Dynamic 4D Neural and Gaussian Reconstruction

Dynamic 4D Neural and Gaussian Reconstruction curated visual

Visual: dynamic 4D scene decomposition showing pose and calibration inputs, static infrastructure layer, dynamic actor layer, temporal model, rendered outputs, and validation boundary.

Dynamic 4D reconstruction builds a renderable representation of a scene over space and time. In autonomous driving and airside domains, the hard part is not only rendering the background. The hard part is separating persistent infrastructure, parked-but-movable assets, active vehicles, people, shadows, weather artifacts, and dynamic appearance changes.

This page covers the method taxonomy behind photoreal dynamic NeRF and Gaussian reconstruction. It is a mapping and reconstruction foundation page, not a production localization recommendation.

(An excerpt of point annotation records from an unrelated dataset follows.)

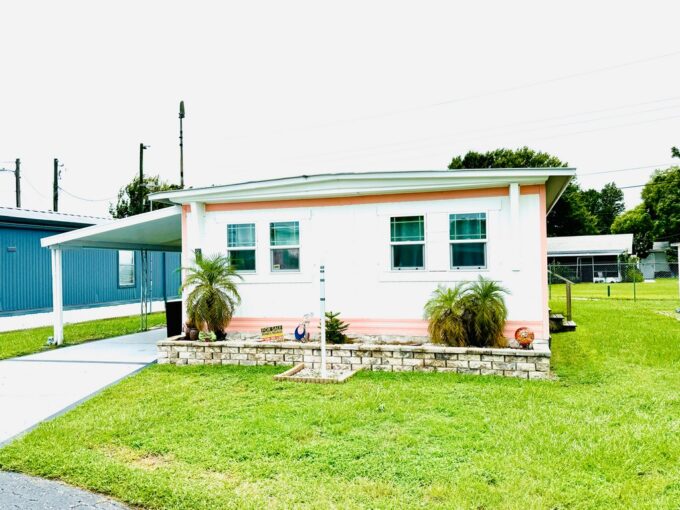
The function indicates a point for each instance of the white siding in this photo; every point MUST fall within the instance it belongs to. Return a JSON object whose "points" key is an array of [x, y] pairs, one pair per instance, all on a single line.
{"points": [[353, 241]]}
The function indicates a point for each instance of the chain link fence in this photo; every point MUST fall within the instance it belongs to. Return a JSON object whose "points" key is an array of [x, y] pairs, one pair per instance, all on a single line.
{"points": [[620, 280]]}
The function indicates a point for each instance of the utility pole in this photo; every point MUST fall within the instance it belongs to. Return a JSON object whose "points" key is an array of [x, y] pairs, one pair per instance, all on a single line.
{"points": [[181, 145], [55, 186], [17, 181], [142, 148]]}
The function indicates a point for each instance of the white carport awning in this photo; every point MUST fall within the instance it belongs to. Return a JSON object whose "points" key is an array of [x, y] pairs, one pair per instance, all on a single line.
{"points": [[155, 231]]}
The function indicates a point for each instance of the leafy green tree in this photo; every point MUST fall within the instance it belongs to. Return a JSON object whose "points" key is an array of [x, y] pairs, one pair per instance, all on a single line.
{"points": [[335, 328], [661, 196], [638, 222], [569, 217], [524, 157], [213, 295], [133, 198], [605, 205]]}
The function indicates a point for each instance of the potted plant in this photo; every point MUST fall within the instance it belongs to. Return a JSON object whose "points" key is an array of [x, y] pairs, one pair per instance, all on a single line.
{"points": [[213, 295]]}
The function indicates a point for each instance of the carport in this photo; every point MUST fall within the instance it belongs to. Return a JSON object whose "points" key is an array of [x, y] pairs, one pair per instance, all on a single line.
{"points": [[153, 231]]}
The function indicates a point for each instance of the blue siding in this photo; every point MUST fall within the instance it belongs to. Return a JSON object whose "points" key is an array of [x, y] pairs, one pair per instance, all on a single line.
{"points": [[90, 275]]}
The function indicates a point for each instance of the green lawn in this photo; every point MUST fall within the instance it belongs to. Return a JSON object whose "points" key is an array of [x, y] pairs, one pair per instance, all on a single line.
{"points": [[29, 341], [605, 435]]}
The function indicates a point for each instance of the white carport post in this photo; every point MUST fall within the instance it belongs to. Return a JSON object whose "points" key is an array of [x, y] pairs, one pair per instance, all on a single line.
{"points": [[57, 295]]}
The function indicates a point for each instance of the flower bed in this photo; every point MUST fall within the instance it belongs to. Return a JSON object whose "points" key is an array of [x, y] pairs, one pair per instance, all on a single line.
{"points": [[525, 364]]}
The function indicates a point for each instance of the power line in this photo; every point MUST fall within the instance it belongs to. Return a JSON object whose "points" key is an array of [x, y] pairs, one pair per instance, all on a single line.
{"points": [[660, 165], [33, 187], [485, 94], [86, 199], [469, 133]]}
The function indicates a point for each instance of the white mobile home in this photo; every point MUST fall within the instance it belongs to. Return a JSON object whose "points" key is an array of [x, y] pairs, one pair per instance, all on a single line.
{"points": [[387, 240]]}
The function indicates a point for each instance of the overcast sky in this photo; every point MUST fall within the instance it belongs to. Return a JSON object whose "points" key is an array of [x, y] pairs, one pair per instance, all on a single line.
{"points": [[276, 89]]}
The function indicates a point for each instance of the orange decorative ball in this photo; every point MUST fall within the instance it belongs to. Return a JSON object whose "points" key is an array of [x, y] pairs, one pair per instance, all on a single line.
{"points": [[524, 337]]}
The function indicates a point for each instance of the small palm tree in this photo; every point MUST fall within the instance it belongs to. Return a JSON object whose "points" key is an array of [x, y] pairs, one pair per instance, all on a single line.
{"points": [[484, 313], [213, 295], [445, 315]]}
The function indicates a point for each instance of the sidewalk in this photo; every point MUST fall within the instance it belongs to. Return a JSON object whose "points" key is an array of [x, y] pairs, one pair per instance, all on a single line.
{"points": [[40, 386]]}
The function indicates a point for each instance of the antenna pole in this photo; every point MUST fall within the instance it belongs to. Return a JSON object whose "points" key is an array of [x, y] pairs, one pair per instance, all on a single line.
{"points": [[55, 186], [17, 181], [141, 176], [181, 145]]}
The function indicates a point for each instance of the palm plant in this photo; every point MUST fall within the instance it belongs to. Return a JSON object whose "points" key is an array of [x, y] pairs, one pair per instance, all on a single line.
{"points": [[484, 313], [213, 295], [445, 315]]}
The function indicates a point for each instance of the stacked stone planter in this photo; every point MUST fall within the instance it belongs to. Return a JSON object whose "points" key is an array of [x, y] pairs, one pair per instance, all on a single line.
{"points": [[525, 364]]}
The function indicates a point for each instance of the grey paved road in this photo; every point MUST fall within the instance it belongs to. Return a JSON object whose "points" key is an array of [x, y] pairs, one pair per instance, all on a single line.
{"points": [[21, 492]]}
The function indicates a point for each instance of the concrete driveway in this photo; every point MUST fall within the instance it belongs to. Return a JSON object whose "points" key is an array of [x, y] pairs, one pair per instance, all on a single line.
{"points": [[37, 387]]}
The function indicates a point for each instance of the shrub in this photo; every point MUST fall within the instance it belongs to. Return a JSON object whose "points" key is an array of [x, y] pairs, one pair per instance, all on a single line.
{"points": [[484, 313], [213, 295], [468, 314], [335, 329], [445, 315], [631, 274]]}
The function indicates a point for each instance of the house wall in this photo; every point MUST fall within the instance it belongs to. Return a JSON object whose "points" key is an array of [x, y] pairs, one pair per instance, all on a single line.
{"points": [[352, 239], [90, 275]]}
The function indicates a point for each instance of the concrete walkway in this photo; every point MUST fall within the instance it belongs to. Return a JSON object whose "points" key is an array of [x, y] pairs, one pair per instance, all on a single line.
{"points": [[40, 386], [24, 492]]}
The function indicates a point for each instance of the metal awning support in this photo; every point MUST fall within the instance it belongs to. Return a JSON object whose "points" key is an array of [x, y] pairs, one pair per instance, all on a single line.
{"points": [[57, 296], [153, 231]]}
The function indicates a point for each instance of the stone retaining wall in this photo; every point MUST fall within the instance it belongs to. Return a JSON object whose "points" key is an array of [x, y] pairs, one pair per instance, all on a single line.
{"points": [[525, 364]]}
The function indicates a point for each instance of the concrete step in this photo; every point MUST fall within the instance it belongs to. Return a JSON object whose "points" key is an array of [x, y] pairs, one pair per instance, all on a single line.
{"points": [[568, 326]]}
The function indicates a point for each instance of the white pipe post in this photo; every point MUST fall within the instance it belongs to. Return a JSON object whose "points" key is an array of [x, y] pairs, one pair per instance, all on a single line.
{"points": [[322, 300], [677, 246], [514, 224], [57, 296]]}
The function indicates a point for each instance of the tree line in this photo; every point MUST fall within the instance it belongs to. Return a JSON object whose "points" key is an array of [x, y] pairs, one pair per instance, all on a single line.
{"points": [[591, 211]]}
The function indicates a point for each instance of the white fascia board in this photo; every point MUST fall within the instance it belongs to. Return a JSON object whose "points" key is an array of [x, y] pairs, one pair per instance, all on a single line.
{"points": [[80, 235], [50, 216], [325, 186], [589, 253]]}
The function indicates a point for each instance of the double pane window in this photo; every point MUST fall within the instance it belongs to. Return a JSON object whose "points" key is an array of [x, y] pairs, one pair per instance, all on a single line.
{"points": [[284, 239], [407, 240], [467, 238], [241, 246], [126, 268]]}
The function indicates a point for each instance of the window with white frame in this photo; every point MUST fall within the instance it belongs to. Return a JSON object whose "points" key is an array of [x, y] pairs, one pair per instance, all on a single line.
{"points": [[241, 246], [284, 239], [467, 237], [407, 240], [126, 268]]}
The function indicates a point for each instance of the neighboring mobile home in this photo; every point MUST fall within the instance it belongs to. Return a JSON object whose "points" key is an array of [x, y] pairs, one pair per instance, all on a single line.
{"points": [[655, 264], [95, 278], [594, 258], [386, 239]]}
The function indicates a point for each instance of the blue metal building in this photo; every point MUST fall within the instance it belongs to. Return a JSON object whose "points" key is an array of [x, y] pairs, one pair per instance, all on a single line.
{"points": [[92, 277]]}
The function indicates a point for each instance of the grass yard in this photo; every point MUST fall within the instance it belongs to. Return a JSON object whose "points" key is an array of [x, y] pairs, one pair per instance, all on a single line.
{"points": [[605, 435], [30, 341]]}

Most methods in this page consume poses, calibrations, object tracks, occupancy priors, or other reconstruction inputs and then optimize a renderable 4D scene. Treat their outputs as simulation, visual QA, map-cleaning, or digital-twin assets. They do not replace pose-graph SLAM, localization state estimation, or certified map evidence unless they include a live tracking-and-mapping loop with validated uncertainty and health behavior.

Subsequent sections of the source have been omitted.